Ein besonders ernstzunehmendes, aber oft ignoriertes Warnsignal kommt jedoch aus dem hormonellen Bereich: der sogenannte „New-Onset-Diabetes“. Etwa 80 Prozent der Patienten mit Bauchspeicheldrüsenkrebs entwickeln in einer Vorphase von zwei bis drei Jahren einen völlig neu auftretenden Diabetes. Zwar erkranken von den Menschen über 50 Jahren, die diese Diabetes-Form neu entwickeln, letztlich nur 0,5 bis 1 Prozent innerhalb von drei Jahren an Bauchspeicheldrüsenkrebs, jedoch ist das Risiko signifikant erhöht und erfordert eine engmaschige Vorsorge.
Vorbeugung: Risikofaktoren minimieren
Die Furcht, Erkrankungen der Bauchspeicheldrüse als unausweichliches Schicksal hinnehmen zu müssen, ist wissenschaftlich nicht haltbar. Lediglich 5 bis 10 Prozent der Krebserkrankungen an diesem Organ sind genetisch bedingt. Zu den wesentlichen, beeinflussbaren Risikofaktoren gehören:
- Rauchen, das für 20 bis 30 Prozent der Krebserkrankungen an der Bauchspeicheldrüse verantwortlich gemacht wird.
- Regelmäßiger Alkoholkonsum, da dieser chronische Entzündungen des Organs fördert.
- Adipositas und Bauchfett.
Mit Ernährung die Bauchspeicheldrüse schützen
Eine überwiegend pflanzenbetonte Ernährung mit viel Gemüse, Salat, Obst, Hülsenfrüchten und Nüssen gilt als essenziell für den Schutz des Organs. Rotes und verarbeitetes Fleisch sollte hingegen gemieden werden. Zudem gibt es spezifische Lebensmittel, denen in Studien ein hohes Heilpotenzial nachgewiesen wurde:
- Heidelbeeren: Sie enthalten Anthocyane, senken den Blutzuckerspiegel und können an den Beta-Zellen des Organs andocken, um die Insulinproduktion zu fördern.

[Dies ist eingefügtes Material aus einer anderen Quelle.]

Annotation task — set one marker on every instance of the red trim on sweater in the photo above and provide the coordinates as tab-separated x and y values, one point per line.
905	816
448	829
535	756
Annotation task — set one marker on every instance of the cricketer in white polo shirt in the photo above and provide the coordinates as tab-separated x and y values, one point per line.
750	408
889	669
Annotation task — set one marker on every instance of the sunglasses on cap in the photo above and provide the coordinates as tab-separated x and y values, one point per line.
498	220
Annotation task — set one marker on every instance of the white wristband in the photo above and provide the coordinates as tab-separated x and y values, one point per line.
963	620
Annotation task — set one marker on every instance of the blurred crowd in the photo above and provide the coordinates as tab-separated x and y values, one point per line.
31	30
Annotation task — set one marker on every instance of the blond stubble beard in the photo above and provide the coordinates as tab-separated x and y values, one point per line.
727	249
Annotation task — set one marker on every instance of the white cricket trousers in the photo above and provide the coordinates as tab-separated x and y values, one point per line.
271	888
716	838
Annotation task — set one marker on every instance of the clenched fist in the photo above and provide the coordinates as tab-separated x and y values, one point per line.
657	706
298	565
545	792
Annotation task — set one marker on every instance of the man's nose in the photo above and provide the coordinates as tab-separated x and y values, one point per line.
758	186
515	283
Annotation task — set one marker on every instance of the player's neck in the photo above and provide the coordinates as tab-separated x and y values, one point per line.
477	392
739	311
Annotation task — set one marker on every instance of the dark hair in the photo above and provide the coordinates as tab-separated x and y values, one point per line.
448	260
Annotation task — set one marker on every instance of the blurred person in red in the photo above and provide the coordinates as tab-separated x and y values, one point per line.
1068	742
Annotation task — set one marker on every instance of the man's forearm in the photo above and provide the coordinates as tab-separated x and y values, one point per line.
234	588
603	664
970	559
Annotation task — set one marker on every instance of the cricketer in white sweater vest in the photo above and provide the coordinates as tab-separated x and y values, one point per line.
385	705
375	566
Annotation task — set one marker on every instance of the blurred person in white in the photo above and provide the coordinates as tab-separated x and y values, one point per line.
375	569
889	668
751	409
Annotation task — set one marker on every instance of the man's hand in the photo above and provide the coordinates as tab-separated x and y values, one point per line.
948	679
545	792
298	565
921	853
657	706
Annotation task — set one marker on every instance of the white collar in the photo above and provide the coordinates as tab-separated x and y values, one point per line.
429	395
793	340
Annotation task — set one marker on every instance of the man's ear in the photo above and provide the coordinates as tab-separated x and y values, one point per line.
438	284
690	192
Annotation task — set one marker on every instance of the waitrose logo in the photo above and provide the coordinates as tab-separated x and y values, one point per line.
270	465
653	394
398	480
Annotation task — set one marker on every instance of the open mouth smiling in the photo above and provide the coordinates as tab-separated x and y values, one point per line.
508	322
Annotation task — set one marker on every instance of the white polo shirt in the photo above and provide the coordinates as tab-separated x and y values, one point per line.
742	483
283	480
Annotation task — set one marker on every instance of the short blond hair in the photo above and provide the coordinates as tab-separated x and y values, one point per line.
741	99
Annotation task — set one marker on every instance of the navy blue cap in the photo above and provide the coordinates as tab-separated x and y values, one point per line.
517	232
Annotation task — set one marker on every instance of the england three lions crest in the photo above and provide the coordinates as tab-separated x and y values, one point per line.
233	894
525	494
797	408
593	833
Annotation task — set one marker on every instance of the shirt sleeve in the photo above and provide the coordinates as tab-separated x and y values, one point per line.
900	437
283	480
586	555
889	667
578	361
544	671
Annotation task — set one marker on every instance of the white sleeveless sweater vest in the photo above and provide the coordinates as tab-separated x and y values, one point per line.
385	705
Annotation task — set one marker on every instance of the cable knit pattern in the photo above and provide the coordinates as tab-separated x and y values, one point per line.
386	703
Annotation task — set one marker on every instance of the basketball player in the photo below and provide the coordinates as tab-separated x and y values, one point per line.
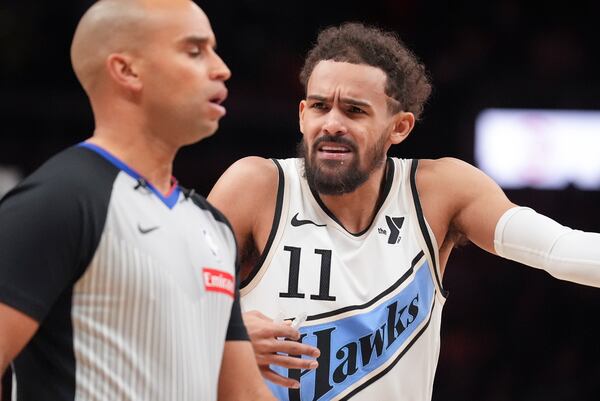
358	241
116	283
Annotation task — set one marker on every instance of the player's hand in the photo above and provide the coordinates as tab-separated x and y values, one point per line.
266	336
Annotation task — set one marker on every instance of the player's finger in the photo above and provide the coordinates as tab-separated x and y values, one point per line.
257	314
278	379
284	330
290	362
289	347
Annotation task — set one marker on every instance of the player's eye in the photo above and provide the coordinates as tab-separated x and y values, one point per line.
194	51
318	106
355	110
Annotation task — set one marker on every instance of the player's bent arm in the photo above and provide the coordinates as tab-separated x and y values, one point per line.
16	329
239	379
486	216
246	194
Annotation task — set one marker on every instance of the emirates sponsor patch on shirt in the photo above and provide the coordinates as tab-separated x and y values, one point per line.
218	281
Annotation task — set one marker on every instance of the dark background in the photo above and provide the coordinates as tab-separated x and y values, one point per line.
509	332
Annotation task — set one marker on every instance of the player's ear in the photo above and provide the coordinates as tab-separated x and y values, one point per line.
403	125
123	70
301	109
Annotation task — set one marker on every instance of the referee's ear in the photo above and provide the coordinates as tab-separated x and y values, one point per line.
122	70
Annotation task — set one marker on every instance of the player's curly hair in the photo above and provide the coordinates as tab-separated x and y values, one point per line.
355	43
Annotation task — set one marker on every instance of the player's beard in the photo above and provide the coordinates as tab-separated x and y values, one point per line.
335	177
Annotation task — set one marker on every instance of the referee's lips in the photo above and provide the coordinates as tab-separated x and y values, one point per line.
215	102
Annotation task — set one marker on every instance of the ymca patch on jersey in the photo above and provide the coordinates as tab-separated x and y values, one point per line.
218	281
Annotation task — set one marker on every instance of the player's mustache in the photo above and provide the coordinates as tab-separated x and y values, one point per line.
335	139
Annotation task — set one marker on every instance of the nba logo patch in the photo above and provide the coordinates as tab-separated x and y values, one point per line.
218	281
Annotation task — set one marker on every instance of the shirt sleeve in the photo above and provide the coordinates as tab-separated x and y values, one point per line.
49	229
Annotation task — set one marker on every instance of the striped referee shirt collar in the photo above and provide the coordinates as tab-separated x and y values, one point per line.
170	199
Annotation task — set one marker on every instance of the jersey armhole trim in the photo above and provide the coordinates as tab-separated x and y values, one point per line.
274	226
423	224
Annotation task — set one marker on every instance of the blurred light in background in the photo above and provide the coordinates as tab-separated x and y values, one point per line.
9	177
542	149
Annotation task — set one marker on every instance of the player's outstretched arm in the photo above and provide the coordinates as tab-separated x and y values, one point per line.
16	329
239	379
490	220
271	347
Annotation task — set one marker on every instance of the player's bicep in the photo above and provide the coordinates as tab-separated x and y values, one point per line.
16	329
481	203
245	194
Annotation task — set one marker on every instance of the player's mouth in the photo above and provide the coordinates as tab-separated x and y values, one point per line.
216	100
334	149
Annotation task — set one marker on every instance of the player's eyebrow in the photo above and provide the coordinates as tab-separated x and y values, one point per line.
345	100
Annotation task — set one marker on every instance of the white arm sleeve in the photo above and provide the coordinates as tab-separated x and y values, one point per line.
538	241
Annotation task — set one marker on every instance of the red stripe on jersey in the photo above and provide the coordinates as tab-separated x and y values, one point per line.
218	281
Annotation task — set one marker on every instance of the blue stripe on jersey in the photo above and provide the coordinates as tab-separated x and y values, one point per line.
351	348
170	200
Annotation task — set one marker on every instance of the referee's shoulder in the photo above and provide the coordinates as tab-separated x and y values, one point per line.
247	178
72	173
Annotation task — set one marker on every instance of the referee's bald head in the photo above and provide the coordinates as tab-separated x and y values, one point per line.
115	26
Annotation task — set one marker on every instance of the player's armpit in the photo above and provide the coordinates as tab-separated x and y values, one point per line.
475	201
239	379
246	194
15	331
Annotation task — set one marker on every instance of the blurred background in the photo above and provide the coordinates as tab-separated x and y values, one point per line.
509	332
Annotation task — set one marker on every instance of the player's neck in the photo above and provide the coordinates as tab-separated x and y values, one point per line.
150	157
355	210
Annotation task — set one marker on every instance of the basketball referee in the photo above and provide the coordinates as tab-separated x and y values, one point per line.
115	282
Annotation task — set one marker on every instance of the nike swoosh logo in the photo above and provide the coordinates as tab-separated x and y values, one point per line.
147	230
297	223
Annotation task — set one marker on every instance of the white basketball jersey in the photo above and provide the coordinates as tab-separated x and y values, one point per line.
373	299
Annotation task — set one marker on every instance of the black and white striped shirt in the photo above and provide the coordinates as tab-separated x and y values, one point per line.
135	292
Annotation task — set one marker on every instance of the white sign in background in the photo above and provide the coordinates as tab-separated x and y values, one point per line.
545	149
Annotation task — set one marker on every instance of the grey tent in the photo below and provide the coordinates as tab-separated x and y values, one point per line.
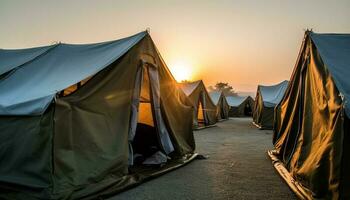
204	109
312	126
222	107
85	121
267	97
240	106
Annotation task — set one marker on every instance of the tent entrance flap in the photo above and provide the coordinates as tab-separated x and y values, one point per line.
148	133
201	113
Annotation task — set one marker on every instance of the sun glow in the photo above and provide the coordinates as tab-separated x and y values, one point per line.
181	71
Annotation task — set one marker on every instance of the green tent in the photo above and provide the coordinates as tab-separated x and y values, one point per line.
204	109
222	107
240	106
88	120
312	135
267	97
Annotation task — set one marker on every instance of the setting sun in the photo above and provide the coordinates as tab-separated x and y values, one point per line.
181	71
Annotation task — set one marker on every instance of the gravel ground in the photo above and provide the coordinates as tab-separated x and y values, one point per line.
237	168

- Kürbis: Die darin enthaltenen Polysaccharide und Carotinoide können Entzündungen reduzieren und zeigten im Tierversuch die Fähigkeit, Bauchspeicheldrüsenzellen zu reparieren.
- Grünes Blattgemüse: Grünkohl und Spinat liefern wertvolle Antioxidantien und das Flavonoid Kämpferol, welches Bauchspeicheldrüsenkrebszellen am Wachstum hindern kann.
- Knoblauch: Sein Hauptwirkstoff Allicin entfaltet eine entzündungshemmende sowie krebsbekämpfende Wirkung, muss dafür jedoch roh konsumiert werden.
- Kurkuma: Das Gewürz wirkt anti-entzündlich und regt die Insulinbildung an. Patienten mit Autoimmunerkrankungen sollten jedoch Vorsicht walten lassen, da Kurkuma in das Immunsystem eingreifen kann.
- Rote Trauben: Das Antioxidans Resveratrol kann therapeutisch wirken und laut einer Studie von 2021 den gefährlichen Zytokinsturm bei einer akuten Bauchspeicheldrüsenentzündung puffern.
- Bitterstoffe: Enthalten in Rucola oder Artischocken, regen sie nachweislich die Verdauungssäfte an und unterstützen das Organ.
Neben der Ernährung spielen auch ausreichender Schlaf und Stressreduktion eine wichtige Rolle, da sie sich positiv auf Entzündungsparameter und den Blutzuckerspiegel auswirken.